UPDATE: I recently found a picture of Mrs. Hannah Davidson at the google news archives website. She is pictured with another woman who is labeled as the “oldest members” of an organization. I am thinking they were the oldest members of Third Baptist Church:
Mrs. Davidson is on the right
In the narrative, it was shared that Mrs. Davidson lived off of a $23 a month “old age pension.” She was a boarder and rented a room in her home. Many black Toledoans rented rooms as boarders or rented out rooms in their home for extra income during this time period.
Mrs. Davidson stated that her maiden name was Hannah Merriwether and that she had four sisters and two brothers. Her parents names were Isaac and Nancy Merriwether. She was born in Ballard County, Kentucky in approximately 1852. She and her family were the slaves of Emmett and Susan Merriwether.
Mrs. Davidson’s story is dramatically different from that of Mrs. Julia King’s being that Hannah Davidson’s family did not come to the Toledo area via the Underground Rail Road as runaway slaves.
Mrs. Davidson stated that her folks were sold so many times that she “lost track” of them. She also mentioned that she and her sister Mary were kept over twenty years after emancipation by their slave master as slaves because the master would not let them leave. She spoke of how she desperately wanted to learn to read and go to school but that the one black man who came to her county to teach “colored” people was beaten and run out of town by whites. Mrs. Davidson eventually learned to read by herself with the help of WPA programs in the 1930s.
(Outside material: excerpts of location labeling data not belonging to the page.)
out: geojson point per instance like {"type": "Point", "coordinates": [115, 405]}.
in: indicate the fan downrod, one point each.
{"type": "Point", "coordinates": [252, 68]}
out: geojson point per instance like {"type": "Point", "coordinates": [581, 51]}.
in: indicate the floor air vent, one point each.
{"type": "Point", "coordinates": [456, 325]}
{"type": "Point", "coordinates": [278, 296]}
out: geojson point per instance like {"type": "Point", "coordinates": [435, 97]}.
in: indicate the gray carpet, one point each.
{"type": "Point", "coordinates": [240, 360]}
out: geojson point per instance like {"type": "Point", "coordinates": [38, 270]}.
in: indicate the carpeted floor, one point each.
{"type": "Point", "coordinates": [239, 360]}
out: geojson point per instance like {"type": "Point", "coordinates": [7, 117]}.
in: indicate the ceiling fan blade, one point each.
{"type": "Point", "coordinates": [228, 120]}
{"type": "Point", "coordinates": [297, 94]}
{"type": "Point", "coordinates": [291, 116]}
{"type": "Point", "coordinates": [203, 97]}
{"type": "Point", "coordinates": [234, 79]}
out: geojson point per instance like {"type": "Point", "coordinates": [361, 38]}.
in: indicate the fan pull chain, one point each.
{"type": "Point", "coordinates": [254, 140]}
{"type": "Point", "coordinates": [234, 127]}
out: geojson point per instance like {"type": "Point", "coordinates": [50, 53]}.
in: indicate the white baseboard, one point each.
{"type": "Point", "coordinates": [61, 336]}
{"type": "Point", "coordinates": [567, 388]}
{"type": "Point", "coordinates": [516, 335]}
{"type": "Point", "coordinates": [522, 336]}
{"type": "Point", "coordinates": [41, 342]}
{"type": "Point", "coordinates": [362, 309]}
Mrs. Davidson reiterated many times about how hard she had worked her whole life. She spoke of how one time she was so tired that she hid under a house just to take a nap and go to sleep because she was exhausted.
She also mentioned that her mother was the last slave to try to leave the plantation. Her mother tried to take Mrs. Davidson as well but their master would not let the mother take her children. Her mother was kicked off the plantation and Mrs. Davidson never saw her again. Later on in life Mrs. Davidson forced her own sister Mary to leave the plantation by threatening her with a rolling pin.
Mrs. Davidson mentioned that “terrible” things happened to herself and her sister Mary. She did not go into detail but it is well documented that female slaves were highly likely to be sexually assaulted and abused.
When she was 31, Mrs. Davidson stated that she married her husband William L. Davidson. She stated that at the time of the interview, she only had one grandchild still living – Willa May Reynolds who was a teacher in City Grove, Tennessee.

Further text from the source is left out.